ITS–WL (the ITS feature set with WL labels) describes a reaction with a single ITS graph representation (one graph per reaction) and extracts features from that graph across WL iterations — it encodes neighborhood/context information around the reaction center as patterns inside one graph rather than an explicit before/after difference.


- For each iteration i = 0..h:

    - Compute WL node labels L_i for the ITS graph (wl_label_sequence).
        - L0 = initial node labels (e.g., atom types or hashed atom labels).
        - Each next label L_{i+1}[u] encodes the previous label of u plus the multiset of neighbor labels (hashed).
    - from L_i build features accordingly for :
        - **vertex**: one feature per node = L_i[n] (prefixed/tagged).
        - **edge**: one feature per bond = canonical triplet using L_i[u], edgeLabel, L_i[v] (then hash).
        - **sp**: one feature per unordered node pair = canonical shortest‑path label using L_i for nodes (then hash).
    - convert the feature list into a Counter (counts per feature) → c_i.
    - append c_i to per_iter and add it to total.



Node colors represent WL labels.  
At iteration 0, nodes are colored by atom type only.  
At iteration 1, colors encode the immediate neighborhood of each atom.  
At iteration 2, colors further distinguish atoms based on the neighborhood of their neighbors,
illustrating how increasing structural context is incorporated.

In [9]:
fig_its_wl.show(renderer="vscode")

### 2.4. ITS–WL vs DRF–WL Feature Growth Across Iterations

This plot compares how feature sets evolve across WL iterations for two reaction
representations: ITS–WL (single reaction graph) and DRF–WL (difference between
reactants and products). Aggregating over a subset provides a robust view of how
quickly structural context is captured and whether feature growth saturates.

In [10]:
fig_feature_growth_edge.show(renderer="vscode")
fig_feature_growth_vertex.show(renderer="vscode")
fig_feature_growth_sp.show(renderer="vscode")

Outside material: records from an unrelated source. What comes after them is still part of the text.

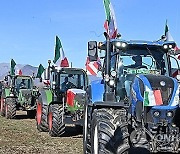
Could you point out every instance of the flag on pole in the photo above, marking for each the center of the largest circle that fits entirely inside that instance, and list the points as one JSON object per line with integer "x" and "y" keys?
{"x": 59, "y": 57}
{"x": 40, "y": 71}
{"x": 110, "y": 24}
{"x": 169, "y": 36}
{"x": 13, "y": 64}
{"x": 167, "y": 33}
{"x": 20, "y": 72}
{"x": 92, "y": 68}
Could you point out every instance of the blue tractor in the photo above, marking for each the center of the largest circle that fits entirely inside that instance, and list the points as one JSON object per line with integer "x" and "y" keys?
{"x": 136, "y": 104}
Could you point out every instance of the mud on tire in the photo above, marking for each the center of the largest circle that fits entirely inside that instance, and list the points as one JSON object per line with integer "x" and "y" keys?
{"x": 55, "y": 120}
{"x": 10, "y": 108}
{"x": 109, "y": 131}
{"x": 41, "y": 117}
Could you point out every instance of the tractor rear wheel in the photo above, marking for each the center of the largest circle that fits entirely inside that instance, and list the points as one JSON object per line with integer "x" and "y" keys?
{"x": 55, "y": 120}
{"x": 41, "y": 117}
{"x": 10, "y": 108}
{"x": 2, "y": 107}
{"x": 31, "y": 114}
{"x": 109, "y": 131}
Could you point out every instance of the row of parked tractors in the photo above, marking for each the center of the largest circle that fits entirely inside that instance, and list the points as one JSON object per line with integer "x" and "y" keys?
{"x": 134, "y": 106}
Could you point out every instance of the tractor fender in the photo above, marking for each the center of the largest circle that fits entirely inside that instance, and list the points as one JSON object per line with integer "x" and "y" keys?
{"x": 45, "y": 96}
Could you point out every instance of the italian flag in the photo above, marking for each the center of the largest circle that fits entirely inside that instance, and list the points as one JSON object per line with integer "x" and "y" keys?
{"x": 152, "y": 97}
{"x": 169, "y": 36}
{"x": 110, "y": 24}
{"x": 13, "y": 64}
{"x": 60, "y": 58}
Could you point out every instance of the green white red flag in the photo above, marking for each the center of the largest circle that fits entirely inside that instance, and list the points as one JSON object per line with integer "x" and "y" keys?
{"x": 13, "y": 64}
{"x": 60, "y": 58}
{"x": 110, "y": 24}
{"x": 41, "y": 69}
{"x": 169, "y": 36}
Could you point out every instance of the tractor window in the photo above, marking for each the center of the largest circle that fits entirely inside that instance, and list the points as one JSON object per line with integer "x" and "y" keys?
{"x": 174, "y": 66}
{"x": 68, "y": 81}
{"x": 24, "y": 83}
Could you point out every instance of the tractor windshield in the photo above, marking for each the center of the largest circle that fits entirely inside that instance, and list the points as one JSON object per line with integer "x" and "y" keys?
{"x": 73, "y": 79}
{"x": 142, "y": 62}
{"x": 132, "y": 62}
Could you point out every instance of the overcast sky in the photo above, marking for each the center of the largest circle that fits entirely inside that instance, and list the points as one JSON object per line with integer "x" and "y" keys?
{"x": 28, "y": 27}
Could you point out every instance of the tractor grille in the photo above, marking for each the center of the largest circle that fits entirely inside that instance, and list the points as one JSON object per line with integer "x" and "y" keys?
{"x": 166, "y": 90}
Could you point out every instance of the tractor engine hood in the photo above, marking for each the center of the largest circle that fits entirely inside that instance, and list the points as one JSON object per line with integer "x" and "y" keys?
{"x": 75, "y": 99}
{"x": 155, "y": 90}
{"x": 25, "y": 96}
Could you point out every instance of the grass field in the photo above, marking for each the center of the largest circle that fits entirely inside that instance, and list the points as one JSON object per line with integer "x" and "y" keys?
{"x": 20, "y": 136}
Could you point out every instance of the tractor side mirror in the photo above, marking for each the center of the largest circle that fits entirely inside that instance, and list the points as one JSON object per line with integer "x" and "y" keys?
{"x": 92, "y": 51}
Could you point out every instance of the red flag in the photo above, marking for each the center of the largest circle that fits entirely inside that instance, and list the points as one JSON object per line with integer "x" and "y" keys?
{"x": 110, "y": 24}
{"x": 92, "y": 67}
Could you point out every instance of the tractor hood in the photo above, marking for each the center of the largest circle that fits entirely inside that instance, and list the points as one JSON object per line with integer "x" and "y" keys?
{"x": 75, "y": 99}
{"x": 155, "y": 90}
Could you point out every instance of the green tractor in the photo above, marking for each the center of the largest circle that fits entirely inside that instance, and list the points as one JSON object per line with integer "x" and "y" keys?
{"x": 62, "y": 102}
{"x": 19, "y": 93}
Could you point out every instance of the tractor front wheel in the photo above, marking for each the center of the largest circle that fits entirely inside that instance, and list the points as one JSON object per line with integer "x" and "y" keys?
{"x": 41, "y": 117}
{"x": 10, "y": 108}
{"x": 55, "y": 120}
{"x": 109, "y": 131}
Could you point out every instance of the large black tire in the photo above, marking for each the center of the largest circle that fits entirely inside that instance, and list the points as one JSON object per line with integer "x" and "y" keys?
{"x": 31, "y": 114}
{"x": 55, "y": 120}
{"x": 10, "y": 108}
{"x": 86, "y": 132}
{"x": 2, "y": 107}
{"x": 41, "y": 117}
{"x": 109, "y": 131}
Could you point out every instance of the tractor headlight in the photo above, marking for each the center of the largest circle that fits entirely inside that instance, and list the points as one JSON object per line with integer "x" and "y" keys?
{"x": 169, "y": 114}
{"x": 111, "y": 83}
{"x": 120, "y": 44}
{"x": 113, "y": 73}
{"x": 156, "y": 113}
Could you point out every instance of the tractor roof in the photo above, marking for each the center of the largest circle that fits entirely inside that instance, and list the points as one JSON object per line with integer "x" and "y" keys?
{"x": 140, "y": 44}
{"x": 68, "y": 69}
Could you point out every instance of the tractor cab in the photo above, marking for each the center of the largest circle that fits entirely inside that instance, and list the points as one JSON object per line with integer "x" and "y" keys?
{"x": 67, "y": 80}
{"x": 128, "y": 59}
{"x": 23, "y": 82}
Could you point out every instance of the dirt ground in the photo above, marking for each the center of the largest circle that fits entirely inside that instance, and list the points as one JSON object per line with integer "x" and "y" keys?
{"x": 20, "y": 136}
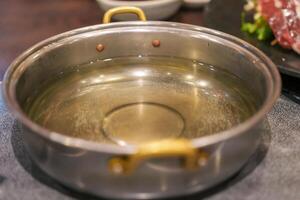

- ITS produces many more features at every iteration (richer context)
- DRF produces far fewer features because it keeps only the changes between reactants and products
- high heterogeneity in the dataset — some reactions produce many features, others few

- **Iteration effect**:
    - ITS tends to grow quickly and then saturate
    - DRF grows more slowly because only changed patterns accumulate

- **Mode differences (edge / vertex / sp)**
    - edge/vertex: moderate feature counts and variance.
    - sp (shortest-path): feature counts explode (and variance is huge) — path features scale roughly with node‑pair counts.